What is reference human gene annotation?

The value of the human genome to society depends on our ability to interpret its sequence, and especially to elucidate its gene content.

Since the first human reference genome was published in 2001, there has been extensive efforts to describe or ‘annotate’ human genes. The major reference annotation catalogues (often described as ‘genesets’ or ‘genebuilds’) are Ensembl-GENCODE, largely produced at EMBL-EBI in the UK, and RefSeq, produced by the NIH in the USA. Both catalogues consist of transcript ‘models’: computational representations of individual mRNAs found in the cell. The terms ‘GENCODE’ and ‘Ensembl’ tend to be used interchangeably to refer to what is actually a single resource.

A key goal of gene annotation is to interpret the likely functionality of each transcript model, (i.e. to judge what a transcript does in the cell in physiological terms). A transcript might be translated into protein; the corresponding model would then be annotated with a coding sequence (CDS) and a protein sequence. A protein-coding gene is therefore a locus that contains a protein-coding transcript model. Not all genes are protein-coding, however; they can also be long non-coding RNAs (genes that are transcribed but not translated), pseudogenes (‘broken’ protein-coding genes that lack function) or small RNAs (tRNAs, etc) (Figure 1).

Click to enlarge

Figure 1. An annotated gene may contain numerous transcript models, representing mRNAs found in the cell with distinct exon-intron combinations. In this locus, the first three models have distinct coding sequences as shown in green, with ‘untranslated regions’ in red. Models 4 and 5 are annotated as ‘non-coding’.

Transcriptome complexity

Gene annotation is a difficult task because the transcriptome (the full range of messenger RNA molecules expressed by humans) is highly complex. For example, alternative splicing, whereby a gene produces a number of distinct mRNAs that can have different functions, and might be expressed in distinct tissues or developmental stages. Human gene annotation remains a work in progress, with both Ensembl-GENCODE and RefSeq regularly producing updated annotation releases.

However, as annotation projects strive to capture our ever-expanding knowledge of the nature of the transcriptome, the associated increase in the complexity of these resources can cause complications for downstream users. To compound matters, there is a parallel need to improve functional annotation. For example, it is often not certain whether a given transcript is protein-coding; annotation can be an interpretative process, and different projects can reach alternative conclusions. This lack of certainty in specific annotations is be passed on to downstream users.

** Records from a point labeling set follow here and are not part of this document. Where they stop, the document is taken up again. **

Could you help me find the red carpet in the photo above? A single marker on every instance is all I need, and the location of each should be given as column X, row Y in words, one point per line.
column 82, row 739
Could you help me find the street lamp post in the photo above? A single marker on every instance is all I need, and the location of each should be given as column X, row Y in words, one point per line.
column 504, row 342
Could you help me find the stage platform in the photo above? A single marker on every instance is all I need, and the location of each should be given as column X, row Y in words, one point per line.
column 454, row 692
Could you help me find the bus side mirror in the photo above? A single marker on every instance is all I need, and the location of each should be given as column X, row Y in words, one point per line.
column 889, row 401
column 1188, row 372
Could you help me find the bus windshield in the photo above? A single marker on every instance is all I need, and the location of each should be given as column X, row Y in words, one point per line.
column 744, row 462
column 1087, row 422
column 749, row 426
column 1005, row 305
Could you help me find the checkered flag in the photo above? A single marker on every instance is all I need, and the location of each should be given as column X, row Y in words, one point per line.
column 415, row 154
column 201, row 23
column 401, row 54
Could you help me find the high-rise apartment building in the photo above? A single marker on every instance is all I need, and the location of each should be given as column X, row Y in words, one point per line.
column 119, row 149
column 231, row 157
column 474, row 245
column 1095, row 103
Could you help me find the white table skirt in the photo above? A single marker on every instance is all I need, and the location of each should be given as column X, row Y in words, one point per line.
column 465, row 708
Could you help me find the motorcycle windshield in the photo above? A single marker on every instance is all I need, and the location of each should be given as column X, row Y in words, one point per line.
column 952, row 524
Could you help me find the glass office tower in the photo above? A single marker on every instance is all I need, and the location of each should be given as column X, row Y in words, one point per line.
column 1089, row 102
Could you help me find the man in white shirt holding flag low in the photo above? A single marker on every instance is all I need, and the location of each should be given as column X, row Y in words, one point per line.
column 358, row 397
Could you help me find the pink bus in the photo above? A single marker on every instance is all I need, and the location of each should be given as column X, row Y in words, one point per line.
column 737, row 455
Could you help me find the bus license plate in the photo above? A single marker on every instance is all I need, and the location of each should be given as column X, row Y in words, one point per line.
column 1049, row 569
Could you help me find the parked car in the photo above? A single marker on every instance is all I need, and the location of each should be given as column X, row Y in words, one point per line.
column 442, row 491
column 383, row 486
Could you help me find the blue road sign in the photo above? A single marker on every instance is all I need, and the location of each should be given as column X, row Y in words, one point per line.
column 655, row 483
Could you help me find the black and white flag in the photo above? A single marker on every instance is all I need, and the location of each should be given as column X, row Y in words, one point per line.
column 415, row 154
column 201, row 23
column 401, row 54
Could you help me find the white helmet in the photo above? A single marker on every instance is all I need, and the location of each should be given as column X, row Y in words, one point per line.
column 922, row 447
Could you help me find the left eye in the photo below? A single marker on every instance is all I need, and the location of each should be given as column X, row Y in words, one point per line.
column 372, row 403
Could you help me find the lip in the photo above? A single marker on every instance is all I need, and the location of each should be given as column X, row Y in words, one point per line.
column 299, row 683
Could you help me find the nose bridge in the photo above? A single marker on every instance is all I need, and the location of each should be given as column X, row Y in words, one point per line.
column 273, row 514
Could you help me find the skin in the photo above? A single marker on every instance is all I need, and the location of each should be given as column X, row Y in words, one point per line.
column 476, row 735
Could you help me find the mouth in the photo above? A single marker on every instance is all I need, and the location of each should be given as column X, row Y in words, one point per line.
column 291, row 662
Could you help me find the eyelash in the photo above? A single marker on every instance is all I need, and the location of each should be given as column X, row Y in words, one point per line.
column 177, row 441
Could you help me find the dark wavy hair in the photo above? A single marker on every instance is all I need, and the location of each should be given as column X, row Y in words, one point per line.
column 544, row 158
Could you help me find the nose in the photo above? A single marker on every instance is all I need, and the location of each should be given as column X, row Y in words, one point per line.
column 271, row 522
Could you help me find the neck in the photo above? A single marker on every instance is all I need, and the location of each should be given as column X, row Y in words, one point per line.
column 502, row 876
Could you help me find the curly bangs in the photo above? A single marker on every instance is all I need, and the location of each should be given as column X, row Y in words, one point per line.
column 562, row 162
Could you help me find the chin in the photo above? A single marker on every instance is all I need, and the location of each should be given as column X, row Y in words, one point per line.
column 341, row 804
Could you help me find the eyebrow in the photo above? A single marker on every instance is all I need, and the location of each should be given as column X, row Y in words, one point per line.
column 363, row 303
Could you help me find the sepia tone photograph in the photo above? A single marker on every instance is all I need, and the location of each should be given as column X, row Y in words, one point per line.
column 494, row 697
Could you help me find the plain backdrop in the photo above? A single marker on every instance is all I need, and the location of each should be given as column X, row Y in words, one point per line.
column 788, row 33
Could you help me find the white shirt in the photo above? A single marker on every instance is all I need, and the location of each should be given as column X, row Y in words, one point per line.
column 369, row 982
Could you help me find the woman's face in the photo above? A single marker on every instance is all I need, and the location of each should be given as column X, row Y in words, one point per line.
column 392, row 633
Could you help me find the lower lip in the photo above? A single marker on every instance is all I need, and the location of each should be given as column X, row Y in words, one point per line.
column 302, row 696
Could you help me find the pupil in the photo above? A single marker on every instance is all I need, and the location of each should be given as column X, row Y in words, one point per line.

MANE Select: high-quality standardised models

Today, Ensembl-GENCODE and RefSeq are working together to solve such problems, especially via the MANE (Matched Annotation from NCBI and EMBL-EBI) project. The first goal is to achieve standardisation between these two catalogues, via the creation of a set of transcript models held in common. Over 99% of human protein-coding genes contain a ‘MANE Select’: a single high-confidence protein-coding model considered to be most representative of the biology of the locus. MANE was designed with clinical applications in mind, and these transcript models are now used as the default in interpretative projects, such as ClinVar. Each model is identical between Ensembl-GENCODE and RefSeq in terms of its coordinates and annotation, specifically on the GRCh38 reference genome. They are also ‘stable’ (i.e. these aspects will not change from one release to the next). The major advantage of using only MANE Selects is that you are specifically working with high-quality standardised models because substantial numbers of functionally ambiguous models are removed from the analysis. Nonetheless, variants of interest for a given gene might also be found in exons not incorporated into the MANE Select.

The catalogue will be expanded to include transcripts containing additional sequences of known clinical significance; specifically, where it is known the MANE Select does not include all known pathogenic or likely pathogenic variants. For example, the SCN5A locus includes a pair of mutually exclusive ‘cassette exons’ (i.e. one exon is spliced into the mRNA but not both). However, each exon is known to be clinically relevant, so in order to incorporate both exons, the catalogue includes a MANE Select model and a second model designated as ‘MANE Plus Clinical’ This is depicted in Figure 2.

Click to enlarge

Figure 2. SCN5A has a MANE Plus Clinical model as well as a MANE Select mode, which differ in their incorporation of one of two copies of exon 6. Copy 6a is known to be expressed in the neonatal heart; version 6b is in the adult heart.

In such cases, the question of whether to use either of both of these models for analysis should be considered carefully. This project is still ongoing and the set of MANE transcript models does not currently provide a perfect intersection with the catalogue of variants of known or suspected clinical interest. In the meantime, users can choose to work with the full, unfiltered complement of Ensembl-GENCODE and RefSeq models.